Yum’s primarily runs four business segments: Yum China, United States division, Yum Restaurant India, Yum Restaurant International. Out of these four, China forms the most importatant unit as it contributes a major chunk towards the revenue of the company. In 2012, over 50% of Yum’s revenue came from the mainland.
Even archrival McDonald’s delivered softer results in the last quarter. However, both the American companies are expected to rebound in the long run.
On a Positive Note
Although Yum! expects to record $0.93 per share, this is the best that the restaurant giant has earned since the third quarter of 2012 when it recorded $0.99 earnings per share. Moreover, even if earnings look a bit weak, the company has always thrashed analyst estimates by posting better than expected figures. China sales have been adversely affecting Yum!’s overall revenue and profit growth after the poultry supply issue.
Though Yum! immediately cut ties with suppliers suspected or found out to be supplying chicken with inappropriate levels of antibiotic, yet it faced severe consequences in the form of loss of customer confidence.

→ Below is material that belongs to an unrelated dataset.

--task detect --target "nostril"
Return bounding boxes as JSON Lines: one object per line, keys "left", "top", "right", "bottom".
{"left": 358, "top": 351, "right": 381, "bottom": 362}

Yum’s U.S. market has not been as good as its international market. In fact McDonald’s is more popular in the domestic market. Moreover the economic downturn also damaged company results. However, with the rebound in the U.S. economy, increasing consumer confidence and improving employment rates, the restaurant industry is expected to grow. For an overall growth, a restaurant chain however needs global expansion and work on cost cutting techniques instead of focus on one market. As per National Restaurant Association, the capital spending of restaurant chains are also estimated to rise in future.
Yum Brands and fellow rivals McDonald’s and Burger King are facing increasing cost due to rise in food prices. Additionally, healthcare reforms are also adding to the cost of operations. But conditions for quick service restaurant chains are forecast to remain positive. Yum!’s poor performance not only came from slow growth in China, but the growth rate in European zone is also tumbling since 2010. However, 2013 has been a relatively better year in food retail sales in the European market. If the market continues to improve at the current pace in Europe, then Yum! is set to witness a turnaround and post higher margins due to its remarkable exposure in the continent.
To Sum Up
The rebound in the domestic market and better expectations from the mainland, Yum is expected to revive in the near future. There is huge potential in the stock. Further, its expansion plan to explore new emerging markets including Africa, India, Russia, and France is going to strengthen the company’s future growth prospects.